The Effect of Sibling Order on Communication in Individuals with and without ASD

Friday, May 12, 2017: 12:00 PM-1:40 PM
Golden Gate Ballroom (Marriott Marquis Hotel)
E. K. Lecarie1, B. Lewis2, J. Lei3, H. Turner1, J. Wolf1, R. J. Jou4 and J. McPartland5, (1)Yale Child Study Center, New Haven, CT, (2)Child Study Center, Yale University School of Medicine, New Haven, CT, (3)Centre for Applied Autism Research, University of Bath, Bath, United Kingdom, (4)Yale University, New Haven, CT, (5)Child Study Center, Yale School of Medicine, New Haven, CT
Background:  Sibling interaction can be an important positive influence in the development of children with autism spectrum disorder (ASD; Jones & Carr, 2004; Knott et al., 2007). Social and communication difficulties are core components of ASD, with deficits in adaptive use of language being common. A recent study indicated that children with ASD who had at least one older sibling showed stronger communication skills than children with ASD who did not have siblings (Ben-Itzchak et al., 2016), suggesting that older siblings promote social interaction and foster the acquisition of communication in children with ASD. It is not known whether the influence of sibling order on communication and adaptive use of language is specific to ASD or common to other neurodevelopmental disorders.

Objectives:  The present study evaluated whether sibling order has an impact on the adaptive use of language in individuals with ASD when compared to individuals with diagnoses other than autism.

Methods:  The present study utilized a clinical sample of 25 individuals (Mean age: 8.62, Range: 3-25); data collection and retrospective analyses of additional historical cases are ongoing. Seventeen individuals had an ASD diagnosis (Mean age: 7.76, Range: 3-19; diagnosis confirmed with ADOS). Eight of the seventeen individuals in the ASD cohort were oldest children. The eight individuals who did not meet criteria for ASD (Mean age: 10.43, Range: 4-25) had other clinical diagnoses (e.g., anxiety, language disorder), as evaluated by a multi-disciplinary team. Four of the eight individuals with other diagnoses were oldest children. The Vineland II Adaptive Behavior Scales – Survey Interview (VABS-II) was administered to parents, and the communication domain was used to evaluate each subject’s adaptive use of language.

Results:  T-tests revealed no significant differences in the adaptive use of communication (VABS-II) between individuals with ASD and other psychological conditions (p=.945). In the ASD group, there was a marginal effect (p=.057) with regard to sibling order, such that those who were the oldest children in their families had higher communication standard scores, thus demonstrating greater adaptive use of language. No effects of sibling order on adaptive use of language were observed in the group with other diagnoses (p=.278).

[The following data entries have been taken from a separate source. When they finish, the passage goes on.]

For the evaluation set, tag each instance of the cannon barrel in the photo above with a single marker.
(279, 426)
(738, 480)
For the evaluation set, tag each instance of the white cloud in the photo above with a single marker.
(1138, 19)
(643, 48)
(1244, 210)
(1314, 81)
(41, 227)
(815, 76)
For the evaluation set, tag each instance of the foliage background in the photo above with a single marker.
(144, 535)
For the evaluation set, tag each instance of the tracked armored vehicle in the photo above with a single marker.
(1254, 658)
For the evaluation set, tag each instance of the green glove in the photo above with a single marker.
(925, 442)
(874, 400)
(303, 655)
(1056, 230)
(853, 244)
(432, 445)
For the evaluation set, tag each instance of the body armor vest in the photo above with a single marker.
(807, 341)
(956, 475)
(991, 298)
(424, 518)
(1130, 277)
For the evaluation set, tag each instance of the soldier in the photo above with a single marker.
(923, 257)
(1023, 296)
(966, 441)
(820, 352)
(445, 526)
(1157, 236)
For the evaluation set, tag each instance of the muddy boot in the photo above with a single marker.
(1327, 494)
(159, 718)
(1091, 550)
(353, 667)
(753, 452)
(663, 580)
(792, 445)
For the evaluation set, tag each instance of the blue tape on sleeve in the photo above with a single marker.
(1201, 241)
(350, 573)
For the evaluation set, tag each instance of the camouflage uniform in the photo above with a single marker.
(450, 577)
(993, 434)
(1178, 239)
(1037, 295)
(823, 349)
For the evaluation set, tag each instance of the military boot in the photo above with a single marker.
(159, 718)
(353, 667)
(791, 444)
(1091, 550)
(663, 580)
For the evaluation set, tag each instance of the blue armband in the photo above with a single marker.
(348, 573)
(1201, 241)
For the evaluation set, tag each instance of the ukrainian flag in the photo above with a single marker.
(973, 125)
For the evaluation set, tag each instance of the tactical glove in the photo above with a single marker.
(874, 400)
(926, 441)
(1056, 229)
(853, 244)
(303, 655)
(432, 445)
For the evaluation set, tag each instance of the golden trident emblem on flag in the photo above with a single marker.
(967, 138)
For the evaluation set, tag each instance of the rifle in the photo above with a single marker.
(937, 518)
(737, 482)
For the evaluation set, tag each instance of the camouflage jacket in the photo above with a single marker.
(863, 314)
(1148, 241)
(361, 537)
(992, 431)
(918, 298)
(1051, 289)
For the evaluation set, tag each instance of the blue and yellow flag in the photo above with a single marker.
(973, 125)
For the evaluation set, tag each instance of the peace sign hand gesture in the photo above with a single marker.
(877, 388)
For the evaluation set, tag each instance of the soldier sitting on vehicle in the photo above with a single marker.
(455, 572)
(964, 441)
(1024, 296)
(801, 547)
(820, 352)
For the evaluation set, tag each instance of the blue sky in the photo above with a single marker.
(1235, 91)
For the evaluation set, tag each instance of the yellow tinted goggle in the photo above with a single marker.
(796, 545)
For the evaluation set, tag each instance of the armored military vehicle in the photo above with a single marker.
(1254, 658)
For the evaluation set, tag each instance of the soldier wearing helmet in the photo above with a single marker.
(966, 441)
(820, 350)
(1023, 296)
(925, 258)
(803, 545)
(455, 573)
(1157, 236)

Conclusions:  The current study failed to replicate the finding that the availability of older siblings is associated with improved social communication in ASD. In contrast, preliminary results suggested that individuals with ASD may benefit from interactions with younger siblings. This may reflect conventional order effects in that oldest siblings with ASD may benefit from a developmental period with undivided parental attention. Results add to evidence indicating the benefits of siblings for the development of individuals with ASD (Shivers and Plavnick, 2015).